On Rotten Tomatoes, the series has an approval rating of 24% based on 62 reviews, with an average rating of 4.78/10. The site's critical consensus reads, "Even a cast of talented comedic actors can't keep Friends from College from being anything but underwhelming." On Metacritic, the series has a score of 44 out of 100, based on 31 critics, indicating "mixed or average reviews".

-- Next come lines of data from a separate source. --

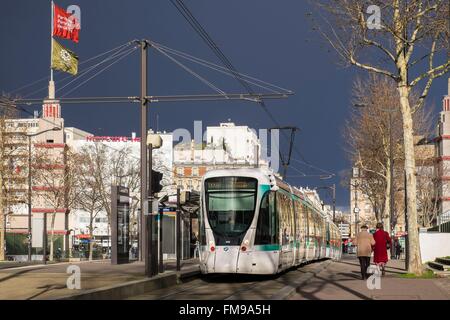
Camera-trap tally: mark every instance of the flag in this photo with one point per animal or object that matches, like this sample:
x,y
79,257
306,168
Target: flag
x,y
65,25
63,59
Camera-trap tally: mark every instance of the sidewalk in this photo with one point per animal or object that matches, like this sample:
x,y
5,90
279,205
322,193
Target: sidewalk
x,y
342,281
49,281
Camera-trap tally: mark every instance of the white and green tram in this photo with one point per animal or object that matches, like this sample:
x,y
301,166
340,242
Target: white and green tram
x,y
252,222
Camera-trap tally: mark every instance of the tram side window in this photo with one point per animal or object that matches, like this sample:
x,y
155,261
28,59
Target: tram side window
x,y
286,214
267,229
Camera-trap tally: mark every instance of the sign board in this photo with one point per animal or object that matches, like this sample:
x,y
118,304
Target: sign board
x,y
120,221
37,233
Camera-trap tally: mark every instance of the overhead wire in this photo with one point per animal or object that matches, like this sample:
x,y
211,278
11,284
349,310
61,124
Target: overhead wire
x,y
217,68
187,14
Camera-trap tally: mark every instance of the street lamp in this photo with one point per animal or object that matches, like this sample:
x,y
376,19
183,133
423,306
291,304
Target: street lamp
x,y
29,183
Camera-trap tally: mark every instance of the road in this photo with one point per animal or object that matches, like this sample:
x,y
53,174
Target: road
x,y
324,280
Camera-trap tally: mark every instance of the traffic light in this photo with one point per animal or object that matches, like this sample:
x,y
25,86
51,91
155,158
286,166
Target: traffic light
x,y
156,181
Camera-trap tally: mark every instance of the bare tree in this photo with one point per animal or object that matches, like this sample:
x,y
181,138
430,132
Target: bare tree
x,y
10,167
108,166
404,45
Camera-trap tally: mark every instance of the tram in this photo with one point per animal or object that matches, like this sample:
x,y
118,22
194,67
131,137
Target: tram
x,y
252,222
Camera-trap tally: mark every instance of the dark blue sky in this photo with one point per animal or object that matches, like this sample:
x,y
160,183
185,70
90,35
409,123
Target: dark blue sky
x,y
271,40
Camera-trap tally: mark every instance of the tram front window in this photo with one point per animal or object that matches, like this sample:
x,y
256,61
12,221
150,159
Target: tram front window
x,y
230,205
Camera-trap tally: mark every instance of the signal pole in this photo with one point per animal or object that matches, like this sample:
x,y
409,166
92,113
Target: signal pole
x,y
144,188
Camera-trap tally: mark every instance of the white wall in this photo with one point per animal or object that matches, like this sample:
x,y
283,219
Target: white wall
x,y
434,245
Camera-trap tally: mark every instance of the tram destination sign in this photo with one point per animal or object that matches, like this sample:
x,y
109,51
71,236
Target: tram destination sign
x,y
231,183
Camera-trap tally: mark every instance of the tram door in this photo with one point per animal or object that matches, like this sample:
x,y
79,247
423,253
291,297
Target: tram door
x,y
286,216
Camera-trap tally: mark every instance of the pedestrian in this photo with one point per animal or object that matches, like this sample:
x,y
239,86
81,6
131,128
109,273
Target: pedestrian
x,y
398,249
364,242
383,242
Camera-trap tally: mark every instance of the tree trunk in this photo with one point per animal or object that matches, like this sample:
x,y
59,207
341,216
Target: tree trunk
x,y
414,261
52,235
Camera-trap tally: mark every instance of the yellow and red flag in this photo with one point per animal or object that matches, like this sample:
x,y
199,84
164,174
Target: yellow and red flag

Jeff Jensen of Entertainment Weekly gave the first season a C− rating, writing that the series wastes the talents of its cast members. Tim Dowling of The Guardian writes, "Each character may be unpleasant in his or her own right, but the sheer charmlessness of the group is hard to overstate. If they were sitting at a table near you, you'd leave the restaurant."